Thanks everyone for chiming in. Let me try to address everything below:
@Wayne-Workman said in One FOG server with multiple storage nodes?:
I think what you’ve tried is very close.
So, each IP address for each NIC should have a storage node defined. It’s fine to point them all to the same local directory. In such a scenario, all the nodes need to belong to the same group. For Multicasting to work (don’t know if you’re using that), one node in the group must be set as Master.
Could it be firewall?
Are there any apache error logs?
Another thing to do - and this will really help you out - is to do a debug deployment with the multiple NICs and corresponding storage nodes setup, and then to manually do the NFS mounting yourself and see how that goes, see what errors you get, and so on. We have a walk-through on this right here:
https://wiki.fogproject.org/wiki/index.php?title=Troubleshoot_NFS
Please report back with your findings, be they failure or success. Screen shots of any errors would immensely help out.

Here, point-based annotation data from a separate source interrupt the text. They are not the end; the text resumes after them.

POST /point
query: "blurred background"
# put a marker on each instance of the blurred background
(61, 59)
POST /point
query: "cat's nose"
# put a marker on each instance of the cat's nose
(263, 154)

Yep, each new storage node I added I assigned the same static IP that I gave the particular interface in the OS. Only the default was set as master, and they were all part of the default group. The original IP of the server is x.x.1.20; the two storage nodes I added were 1.17 and 1.18, respectively. When I tried imaging with this configuration, it booted fine and got to the point where it had started to prep the disk to pull the image from the storage node, then just complained that accessing the 1.18 node kept timing out.
The first thing I did was disable the firewall (sudo ufw disable) but saw no change. When I disabled the other two interfaces (1.20 and 1.17) to make sure that I could at least get internet traffic on the server, it started imaging. And as soon as I reenabled one of the other interfaces, it stopped immediately.
I didn’t check any logs, though I will have a look at this again and see what I can come up with based on your suggestions.
@ITSolutions said in One FOG server with multiple storage nodes?:
What mode of bonding did you setup when you did the test? Also did you make sure each virtual NIC was assigned to different physical NIC’s?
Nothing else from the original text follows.